In fact, each type of “capital” may more accurately be thought of as a fertile condition necessary for thriving. To thrive, we need to be able to develop and express our individual gifts; we need the flow of rich and ever deepening relationships; we need the essential functions and beauty of the natural ecosystems of which we are part; we need the flow of relevant information and the accumulation of useful knowledge. These are the aspects we have been referring to as “capital,” in service only of “the production of more resources.” But a larger lens helps us see that they are conditions necessary to our ability to thrive – to our “thrivability.” 

Shifting from “managing types of capital for production of resources” to “cultivating fertile conditions necessary for thriving” represents a transition from a reductionist, mechanistic productivity mindset to an ongoing, generative practice of stewardship. And what we are stewarding is life. Each example of “capital” points to an opportunity to serve and support some aspect of a living system’s intrinsic ability to express its potential and to be transformed within its present context. Some type of output may still be held as an intention, but the nature of the output and the means to get to it are understood within a far richer context.

What changes, then, when we see these various aspects of our work and our lives not as capital but as fertile conditions to be cultivated in service of thrivability?

  • We see wholeness. While we can acknowledge the presence and importance of quantifiable, controllable components, we avoid language and thinking that envisions people or communities as a collection of separable parts, like cuts of meat in a cow. If you cut up a living system, you kill it. Connections and context are vital to understanding how a living system thrives and how to support it.

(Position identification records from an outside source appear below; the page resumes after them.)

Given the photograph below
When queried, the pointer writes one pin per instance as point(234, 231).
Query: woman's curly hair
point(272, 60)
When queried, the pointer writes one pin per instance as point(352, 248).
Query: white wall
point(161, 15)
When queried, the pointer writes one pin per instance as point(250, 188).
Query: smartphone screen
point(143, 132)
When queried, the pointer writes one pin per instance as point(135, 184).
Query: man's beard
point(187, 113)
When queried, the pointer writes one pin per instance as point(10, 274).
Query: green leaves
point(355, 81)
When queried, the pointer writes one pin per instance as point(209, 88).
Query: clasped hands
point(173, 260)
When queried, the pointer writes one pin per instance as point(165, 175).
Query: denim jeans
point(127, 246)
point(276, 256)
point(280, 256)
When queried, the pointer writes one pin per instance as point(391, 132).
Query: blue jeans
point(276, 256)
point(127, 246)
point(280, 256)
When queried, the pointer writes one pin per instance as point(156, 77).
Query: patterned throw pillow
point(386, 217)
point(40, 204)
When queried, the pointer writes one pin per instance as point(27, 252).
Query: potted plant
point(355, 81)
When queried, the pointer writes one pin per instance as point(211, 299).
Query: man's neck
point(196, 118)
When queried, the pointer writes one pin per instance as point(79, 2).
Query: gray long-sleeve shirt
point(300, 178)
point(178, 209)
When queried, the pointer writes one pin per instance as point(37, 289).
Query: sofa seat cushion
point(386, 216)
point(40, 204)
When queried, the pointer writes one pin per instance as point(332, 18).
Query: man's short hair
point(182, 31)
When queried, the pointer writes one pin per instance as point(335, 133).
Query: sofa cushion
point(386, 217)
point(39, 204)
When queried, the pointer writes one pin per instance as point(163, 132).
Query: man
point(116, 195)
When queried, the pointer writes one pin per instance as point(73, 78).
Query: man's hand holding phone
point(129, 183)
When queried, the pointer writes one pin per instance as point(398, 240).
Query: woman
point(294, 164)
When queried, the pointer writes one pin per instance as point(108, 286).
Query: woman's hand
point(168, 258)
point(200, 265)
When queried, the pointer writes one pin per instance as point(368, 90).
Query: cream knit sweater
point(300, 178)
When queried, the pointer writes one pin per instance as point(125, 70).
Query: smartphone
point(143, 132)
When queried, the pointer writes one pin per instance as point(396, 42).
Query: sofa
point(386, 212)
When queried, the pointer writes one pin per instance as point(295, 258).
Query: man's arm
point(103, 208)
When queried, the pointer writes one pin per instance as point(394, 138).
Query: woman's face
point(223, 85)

  • We engage with dynamism and flow. In contrast to the static concept of capital, cultivation is active, adaptive, changing over time. It relies on verbs and adjectives more than nouns, which is part of why the transition to new vocabulary is so challenging.

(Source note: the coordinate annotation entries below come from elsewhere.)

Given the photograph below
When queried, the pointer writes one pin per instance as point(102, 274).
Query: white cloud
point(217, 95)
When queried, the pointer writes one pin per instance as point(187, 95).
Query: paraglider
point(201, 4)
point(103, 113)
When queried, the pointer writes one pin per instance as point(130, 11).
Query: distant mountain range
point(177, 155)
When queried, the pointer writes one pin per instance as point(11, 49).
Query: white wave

  • We envision the work differently. Instead of seeking most of all to control and commodify, we cultivate, in humble and curious service. “Building my social capital” might be better understood as “cultivating vibrant, generative relationships.” “Leveraging human capital” might be seen now as “cultivating human thrivability.” In place of the transactional, we seek the transformational.

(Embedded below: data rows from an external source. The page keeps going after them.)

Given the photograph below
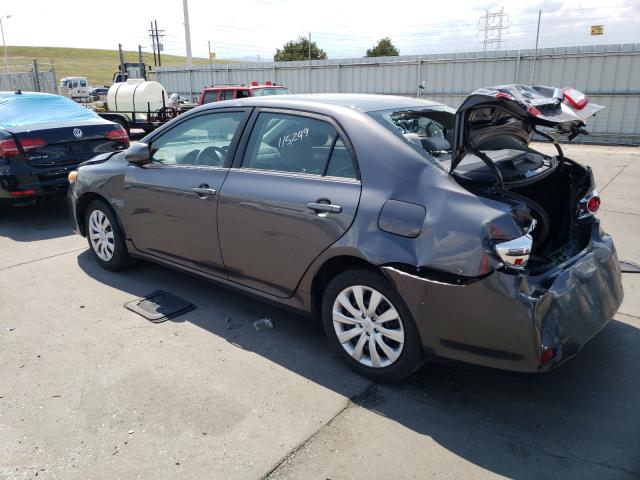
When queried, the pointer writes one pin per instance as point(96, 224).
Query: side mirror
point(138, 154)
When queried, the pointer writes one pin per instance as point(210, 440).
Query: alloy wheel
point(368, 326)
point(101, 235)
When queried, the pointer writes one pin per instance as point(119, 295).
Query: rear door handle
point(324, 207)
point(203, 192)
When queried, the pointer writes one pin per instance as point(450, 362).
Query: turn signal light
point(515, 253)
point(9, 148)
point(589, 204)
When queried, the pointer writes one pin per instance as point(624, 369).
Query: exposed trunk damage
point(518, 317)
point(491, 156)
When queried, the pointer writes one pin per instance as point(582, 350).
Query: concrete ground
point(89, 390)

  • We serve life – all life. The goal is no longer simply production of more resources in economically useful work; it is enabling life to thrive at every level: for individuals, for organizations, for communities and for the biosphere. This invites more important aspirations. It raises the conversation to a higher level, asking: to what extent does any decision we are considering enable life to thrive? Even in the case of inanimate machines, we may ask: what is its tendency to enable integrity, beauty and regenerative capacity?

As the saying goes, “Words create worlds.” All of this language may still feel awkward, but as the underlying way of thinking settles in, we may find our way to more fluid vocabulary, or we may gradually grow into these more expansive concepts. As Donella Meadows says in her landmark article, Leverage Points: Places to Intervene in a System: “People who have managed to intervene in systems at the level of paradigm have hit a leverage point that totally transforms systems.” And transform systems we must. My sense is that this shift in vocabulary – and in perceptions and actions – is absolutely critical if we are to make it through the environmental and social catastrophes we face.